Georgie turns over the engine and, together, the three of us plus one dead body begin making our way back to Albany.
Epilogue
WE SIT AROUND THE table in the 677 Prime steakhouse like one big happy family. Me, Roger Walls, and his lost-but-now-found son, Gregor Oatczuk. A fourth person chooses to stand while he raises up a glass of champagne to make a toast.
“Here’s to my newest powerhouse authors,” states literary agent William Craig Williams. “Congratulations on your present successes and your good fortune to come.”
“Yeah, yeah, Willy,” Roger laughs, taking a drink of beer from the open bottle of beer set before him. “Like you won’t hesitate to drop one of us if we stop moving units. Sit your ass down before you embarrass us. And order more of those jumbo shrimp.”

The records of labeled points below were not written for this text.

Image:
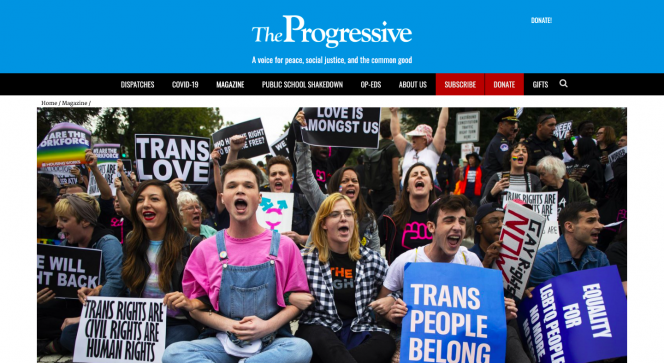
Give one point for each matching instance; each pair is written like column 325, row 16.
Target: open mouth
column 148, row 216
column 241, row 205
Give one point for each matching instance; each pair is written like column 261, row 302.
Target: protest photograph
column 332, row 234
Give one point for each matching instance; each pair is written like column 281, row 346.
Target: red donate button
column 460, row 84
column 504, row 84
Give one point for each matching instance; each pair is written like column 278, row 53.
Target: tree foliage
column 47, row 117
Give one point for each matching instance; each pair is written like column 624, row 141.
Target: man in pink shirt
column 238, row 282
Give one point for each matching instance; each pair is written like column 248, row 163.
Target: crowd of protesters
column 340, row 270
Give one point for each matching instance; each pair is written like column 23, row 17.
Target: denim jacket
column 556, row 259
column 368, row 229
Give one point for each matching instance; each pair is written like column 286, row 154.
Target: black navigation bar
column 366, row 84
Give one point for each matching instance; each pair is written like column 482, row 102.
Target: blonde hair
column 319, row 235
column 64, row 207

Williams sits down and pours more champagne all around. He’s smiling and pretending to be good humored despite Roger’s assessment of literary disloyalty. But the agent has reason to celebrate. He’s not only succeeded at acquiring Roger a new three-book deal with one of the biggest houses in the land, he was also able to secure a tidy mid-six figure sum for an advance. Then he sold Oatczuk’s, a.k.a. Ian Brando’s, most recent opus Dancing with the Dead, for an equal sum. He even sold Moonlight Falls for a nice advance that will keep me in food and beer for a year or more.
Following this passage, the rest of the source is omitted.